Victims of NC Eugenics Program to Receive Compensation At Last
Despite signals earlier this year that the State of North Carolina would once again not include plans compensation for the victims of the state’s infamous eugenics programs in the state’s budget, it seems that those who suffered forcible or coerced sterilization at the hands of the state will see some restitution after all as North Carolina is set to become the first state to provide compensation to victims of a state eugenics program.
On July 25th, the State Legislature passed a budget which would distribute $10 million amongst those who remain of the victims of the state’s coercive and forcible sterilization policy that existed in North Carolina from 1929 until 1974. Discussion of compensation has been going on for a long time and the North Carolina Legislature has been wrestling with the issue for ten years. “It’s been a long hard fight,” said state Rep. Larry Womble (D). “We’re trying to correct a wrong.”
“There were challenges, we had to better educate our members- and then of course we had to work through the fiscal challenges- but at the end of the day, we’ve done something truly historic,” said State House Speaker Thom Tillis (R), who has led on this issue. This tremendous effort has been supported by concerted bi-partisan support. Members of both parties, including a Democratic and Republican Governor, had worked to see that victims on this gross violation of human rights see some compensation for the pain they have gone through.
According to Charmaine Fuller-Cooper, former director of the North Carolina Justice for Sterilization Victims Foundation, less than 200 people have come forward. That means each verified victim would receive about $50,000.

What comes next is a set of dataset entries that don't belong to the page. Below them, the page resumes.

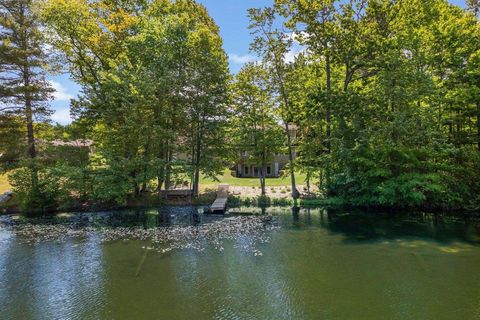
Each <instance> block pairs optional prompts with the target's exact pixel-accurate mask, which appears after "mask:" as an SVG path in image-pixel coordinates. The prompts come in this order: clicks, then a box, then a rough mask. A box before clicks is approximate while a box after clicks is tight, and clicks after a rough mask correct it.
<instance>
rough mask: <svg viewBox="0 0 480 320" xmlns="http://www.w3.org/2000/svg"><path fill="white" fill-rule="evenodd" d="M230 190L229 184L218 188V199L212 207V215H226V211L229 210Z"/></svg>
mask: <svg viewBox="0 0 480 320" xmlns="http://www.w3.org/2000/svg"><path fill="white" fill-rule="evenodd" d="M228 188H229V185H228V184H221V185H219V186H218V191H217V198H216V199H215V201H214V202H213V203H212V205H211V206H210V210H209V211H210V213H225V210H226V209H227V200H228Z"/></svg>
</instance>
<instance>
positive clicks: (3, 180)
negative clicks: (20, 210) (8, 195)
mask: <svg viewBox="0 0 480 320" xmlns="http://www.w3.org/2000/svg"><path fill="white" fill-rule="evenodd" d="M11 188H12V187H11V186H10V184H9V183H8V181H7V176H6V175H0V193H4V192H5V191H7V190H11Z"/></svg>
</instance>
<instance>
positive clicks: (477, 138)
mask: <svg viewBox="0 0 480 320" xmlns="http://www.w3.org/2000/svg"><path fill="white" fill-rule="evenodd" d="M477 146H478V151H480V101H479V102H477Z"/></svg>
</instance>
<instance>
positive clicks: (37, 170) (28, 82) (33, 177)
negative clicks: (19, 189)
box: [23, 61, 38, 190]
mask: <svg viewBox="0 0 480 320" xmlns="http://www.w3.org/2000/svg"><path fill="white" fill-rule="evenodd" d="M27 64H28V61H25V66H24V68H23V84H24V89H25V118H26V122H27V142H28V155H29V157H30V159H31V160H32V161H31V163H30V169H31V173H32V176H31V179H32V190H36V189H37V187H38V170H37V166H36V163H35V161H34V159H35V158H36V157H37V150H36V148H35V133H34V131H33V108H32V98H31V96H30V93H29V90H30V88H29V87H30V70H29V69H28V67H27Z"/></svg>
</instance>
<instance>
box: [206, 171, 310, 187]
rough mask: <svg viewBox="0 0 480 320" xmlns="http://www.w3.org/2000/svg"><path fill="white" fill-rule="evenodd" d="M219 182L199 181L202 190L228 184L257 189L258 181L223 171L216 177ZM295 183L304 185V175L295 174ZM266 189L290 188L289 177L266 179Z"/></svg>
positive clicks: (280, 177) (301, 184)
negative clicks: (237, 176)
mask: <svg viewBox="0 0 480 320" xmlns="http://www.w3.org/2000/svg"><path fill="white" fill-rule="evenodd" d="M217 178H218V179H219V180H220V181H219V182H218V181H213V180H211V179H205V178H201V179H200V186H201V188H202V189H204V188H212V187H215V186H217V185H218V184H219V183H228V184H229V185H231V186H242V187H259V186H260V179H259V178H236V177H233V176H232V175H231V174H230V170H228V169H225V171H224V172H223V174H222V175H221V176H218V177H217ZM295 178H296V182H297V184H299V185H303V184H305V175H304V174H301V173H297V174H296V175H295ZM266 186H267V187H280V186H290V176H289V175H286V176H284V177H280V178H267V179H266Z"/></svg>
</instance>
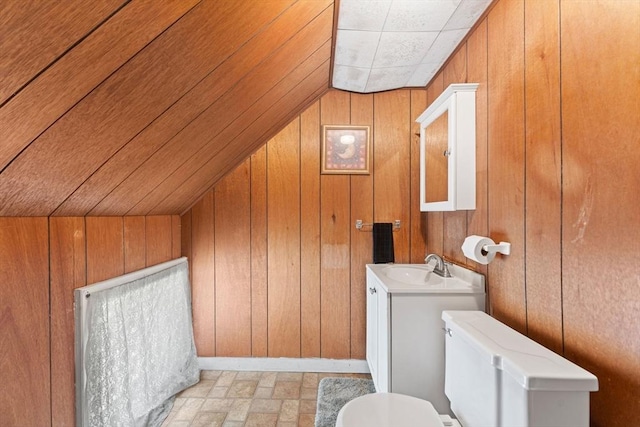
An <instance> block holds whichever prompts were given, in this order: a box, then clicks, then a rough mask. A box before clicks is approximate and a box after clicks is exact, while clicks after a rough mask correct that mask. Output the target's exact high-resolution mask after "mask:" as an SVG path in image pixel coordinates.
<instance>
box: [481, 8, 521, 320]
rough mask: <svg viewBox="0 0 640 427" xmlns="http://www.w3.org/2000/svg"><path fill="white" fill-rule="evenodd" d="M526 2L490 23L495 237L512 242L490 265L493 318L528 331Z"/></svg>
mask: <svg viewBox="0 0 640 427" xmlns="http://www.w3.org/2000/svg"><path fill="white" fill-rule="evenodd" d="M523 18H524V2H523V1H522V0H515V1H501V2H498V3H497V4H496V5H495V6H494V7H493V8H492V9H491V12H490V13H489V15H488V17H487V19H488V48H487V49H488V59H489V61H488V89H489V94H488V96H489V104H488V105H489V109H488V114H489V128H488V131H489V157H488V165H489V174H488V185H489V187H490V188H492V189H493V188H495V189H499V190H498V191H489V205H488V209H489V212H490V215H489V233H490V237H491V238H492V239H493V240H495V241H506V242H510V243H511V255H510V256H509V257H505V258H503V257H496V258H495V259H494V260H493V262H492V263H491V264H490V265H489V268H488V275H489V290H490V293H491V300H492V301H493V303H492V307H491V308H492V313H491V314H492V315H493V316H495V317H496V318H497V319H498V320H501V321H503V322H505V323H506V324H508V325H509V326H511V327H513V328H514V329H516V330H518V331H520V332H522V333H526V330H527V319H526V302H525V290H524V286H525V283H524V250H525V246H524V209H525V203H524V198H525V188H524V178H525V177H524V120H523V118H524V70H523V65H522V64H523V63H524V22H523Z"/></svg>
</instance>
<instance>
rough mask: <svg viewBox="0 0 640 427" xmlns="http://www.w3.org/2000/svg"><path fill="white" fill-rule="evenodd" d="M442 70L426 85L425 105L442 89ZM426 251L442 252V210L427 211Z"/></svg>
mask: <svg viewBox="0 0 640 427" xmlns="http://www.w3.org/2000/svg"><path fill="white" fill-rule="evenodd" d="M443 84H444V83H443V77H442V72H440V73H438V74H437V75H436V76H435V77H434V78H433V79H432V80H431V83H430V84H429V87H427V105H431V103H432V102H433V101H435V100H436V99H437V98H438V96H440V94H441V93H442V91H443V90H444V87H443ZM426 216H427V249H428V250H427V252H428V253H436V254H443V253H444V219H443V214H442V212H427V213H426Z"/></svg>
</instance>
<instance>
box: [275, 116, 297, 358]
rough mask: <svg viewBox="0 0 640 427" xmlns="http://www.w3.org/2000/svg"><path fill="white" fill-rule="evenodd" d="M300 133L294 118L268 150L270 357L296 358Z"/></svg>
mask: <svg viewBox="0 0 640 427" xmlns="http://www.w3.org/2000/svg"><path fill="white" fill-rule="evenodd" d="M299 134H300V122H299V120H294V121H292V122H291V123H290V124H289V125H288V126H287V127H286V128H285V129H283V131H282V132H280V133H279V134H278V135H277V136H276V137H275V138H273V139H272V140H271V142H270V145H269V146H268V147H267V221H268V224H269V227H268V229H267V257H268V258H267V259H268V271H267V275H268V276H267V280H268V283H269V287H268V310H269V311H268V322H269V330H268V336H269V356H270V357H300V336H301V335H300V262H301V260H300V214H301V212H300V163H299V158H300V144H299V142H298V140H299Z"/></svg>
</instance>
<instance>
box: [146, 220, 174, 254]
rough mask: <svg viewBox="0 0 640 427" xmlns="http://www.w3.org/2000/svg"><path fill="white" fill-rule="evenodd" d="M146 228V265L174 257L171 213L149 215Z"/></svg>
mask: <svg viewBox="0 0 640 427" xmlns="http://www.w3.org/2000/svg"><path fill="white" fill-rule="evenodd" d="M145 228H146V242H145V244H146V254H147V258H146V265H147V266H151V265H156V264H160V263H163V262H165V261H169V260H171V259H172V253H173V248H172V240H173V230H172V223H171V216H170V215H157V216H148V217H146V218H145Z"/></svg>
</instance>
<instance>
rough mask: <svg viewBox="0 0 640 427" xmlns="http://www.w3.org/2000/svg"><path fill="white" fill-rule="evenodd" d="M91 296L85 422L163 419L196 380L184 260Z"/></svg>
mask: <svg viewBox="0 0 640 427" xmlns="http://www.w3.org/2000/svg"><path fill="white" fill-rule="evenodd" d="M86 302H87V306H86V314H87V317H86V320H85V325H86V332H87V337H86V339H85V342H86V346H85V347H84V360H85V362H84V369H85V374H86V383H85V384H86V385H85V391H84V399H85V400H84V405H85V414H84V420H85V422H86V423H87V424H86V425H88V426H91V427H99V426H156V425H160V424H161V423H162V421H163V420H164V418H165V417H166V415H167V414H168V412H169V411H170V410H171V406H172V396H174V395H175V394H176V393H178V392H179V391H181V390H183V389H185V388H187V387H189V386H190V385H193V384H195V383H196V382H198V380H199V369H198V362H197V358H196V351H195V345H194V341H193V327H192V322H191V297H190V286H189V272H188V265H187V262H186V260H185V262H183V263H181V264H178V265H177V266H174V267H171V268H168V269H165V270H162V271H160V272H157V273H155V274H152V275H150V276H147V277H143V278H140V279H138V280H135V281H133V282H130V283H127V284H125V285H122V286H117V287H114V288H110V289H107V290H103V291H100V292H93V293H90V297H88V298H87V301H86Z"/></svg>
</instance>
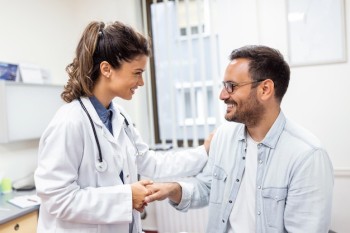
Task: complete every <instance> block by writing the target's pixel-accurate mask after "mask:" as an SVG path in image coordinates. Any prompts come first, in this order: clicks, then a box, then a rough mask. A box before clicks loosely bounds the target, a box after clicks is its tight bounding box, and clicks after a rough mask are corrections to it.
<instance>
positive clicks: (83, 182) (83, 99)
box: [35, 22, 209, 233]
mask: <svg viewBox="0 0 350 233" xmlns="http://www.w3.org/2000/svg"><path fill="white" fill-rule="evenodd" d="M149 55H150V45H149V42H148V41H147V39H146V38H145V37H144V36H142V35H141V34H139V33H138V32H136V31H135V30H134V29H132V28H131V27H129V26H126V25H124V24H123V23H121V22H115V23H113V24H110V25H105V24H104V23H102V22H92V23H90V24H89V25H88V26H87V28H86V29H85V31H84V33H83V35H82V37H81V39H80V41H79V44H78V46H77V49H76V57H75V58H74V60H73V62H72V63H71V64H69V65H68V66H67V69H66V70H67V72H68V75H69V80H68V83H67V85H66V86H65V89H64V91H63V93H62V98H63V100H65V101H66V102H67V104H65V105H64V106H62V107H61V108H60V109H59V111H58V112H57V113H56V115H55V117H54V118H53V120H52V121H51V122H50V124H49V126H48V127H47V129H46V130H45V132H44V134H43V135H42V137H41V140H40V145H39V162H38V168H37V170H36V172H35V183H36V188H37V194H38V196H39V197H40V198H41V200H42V204H41V206H40V212H39V213H40V215H39V223H38V232H45V233H48V232H84V233H85V232H134V233H136V232H142V228H141V220H140V213H139V212H142V211H143V208H144V205H145V202H144V200H145V197H146V196H147V195H149V194H151V191H149V190H148V189H147V185H148V184H151V183H152V181H150V180H143V181H138V179H137V174H141V175H144V176H146V177H152V178H165V177H172V176H173V177H174V176H189V175H195V174H196V173H198V172H199V171H200V170H201V169H202V167H203V166H204V164H205V162H206V160H207V151H206V150H209V141H207V142H206V144H205V147H204V146H200V147H198V148H196V149H192V150H188V151H182V152H181V153H180V152H178V154H175V153H172V152H168V154H166V155H158V154H155V152H154V151H149V149H148V146H147V145H146V144H145V143H144V142H143V141H142V139H141V137H140V135H139V133H138V132H137V130H136V129H135V128H134V127H133V124H132V122H131V119H130V118H129V116H128V115H127V114H126V112H125V111H124V110H123V109H122V108H121V107H120V106H118V105H116V104H115V103H113V102H112V100H113V98H115V97H119V98H122V99H126V100H130V99H131V98H132V96H133V94H134V93H135V91H136V89H137V88H138V87H139V86H143V85H144V82H143V78H142V74H143V72H144V70H145V67H146V63H147V59H148V56H149Z"/></svg>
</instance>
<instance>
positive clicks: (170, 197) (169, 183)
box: [131, 180, 182, 212]
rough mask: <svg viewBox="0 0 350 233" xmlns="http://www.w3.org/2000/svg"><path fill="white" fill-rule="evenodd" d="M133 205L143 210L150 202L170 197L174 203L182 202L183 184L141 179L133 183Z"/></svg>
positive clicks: (131, 184)
mask: <svg viewBox="0 0 350 233" xmlns="http://www.w3.org/2000/svg"><path fill="white" fill-rule="evenodd" d="M131 192H132V207H133V209H136V210H137V211H139V212H143V210H144V208H145V207H146V206H147V204H148V203H150V202H153V201H161V200H164V199H166V198H169V199H170V200H171V201H173V202H174V203H180V201H181V197H182V189H181V186H180V185H179V184H178V183H176V182H170V183H154V182H153V181H151V180H141V181H139V182H136V183H133V184H131Z"/></svg>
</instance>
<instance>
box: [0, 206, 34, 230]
mask: <svg viewBox="0 0 350 233" xmlns="http://www.w3.org/2000/svg"><path fill="white" fill-rule="evenodd" d="M37 223H38V211H34V212H31V213H29V214H26V215H24V216H21V217H19V218H16V219H14V220H12V221H10V222H7V223H4V224H2V225H0V233H36V228H37Z"/></svg>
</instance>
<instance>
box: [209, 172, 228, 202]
mask: <svg viewBox="0 0 350 233" xmlns="http://www.w3.org/2000/svg"><path fill="white" fill-rule="evenodd" d="M212 177H213V180H212V184H211V191H210V202H211V203H217V204H219V203H222V199H223V195H224V190H225V185H226V178H227V174H226V172H225V170H224V169H222V168H221V167H219V166H214V169H213V174H212Z"/></svg>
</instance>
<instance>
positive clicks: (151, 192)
mask: <svg viewBox="0 0 350 233" xmlns="http://www.w3.org/2000/svg"><path fill="white" fill-rule="evenodd" d="M146 188H147V189H148V190H150V192H151V193H152V194H151V195H149V196H147V197H146V198H145V202H146V203H150V202H153V201H161V200H164V199H166V198H169V199H170V200H171V201H172V202H174V203H176V204H179V203H180V201H181V198H182V188H181V186H180V185H179V184H178V183H175V182H173V183H154V184H151V185H147V186H146Z"/></svg>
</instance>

Over the course of 45 years, the infamous North Carolina Eugenics Board sterilized roughly 7,600 people. As with similar eugenics programs throughout the country, the North Carolina program believed it was serving humanity by sterilizing the “unfit”- those who were in fact the poor, the uneducated, and the minorities.
While eugenics is generally condemned as “pseudo-science” today, in the first half of the 20th century it found a great deal of support. Those who supported the eugenic movement were not the uneducated and uncouth. They were not led by a narrow worldview and limited access to information. Rather, they were the academics who led at the nation’s most prestigious institutions, the leaders who shaped the policy of the country, and the progressives with opportunities to make positive changes. They truly were the elites of America. It was because of these the influence of these supporters that those like Charles Holt, who was forcibly sterilized at 19 while living in a home for boys, were able to be robbed of their human dignity.
The persistence of these North Carolina lawmakers, as well as their ability to work together in spite of party lines, is to be greatly admired. Those for whom they have long been seeking reparations and justice are not the influential or the strong. The victims of eugenics programs in North Carolina and across the country were taken advantage of by their own home states when they were young and defenseless. Now the victims who are still living must face their old age without the comforts of children or grandchildren and with a life full of memories tarnished by forced sterilizations programs. It is to be hoped that other states where similar atrocities have taken place will follow North Carolina’s example and seek to make amends with those who dignity they have robbed and see that they are provided for in their old age.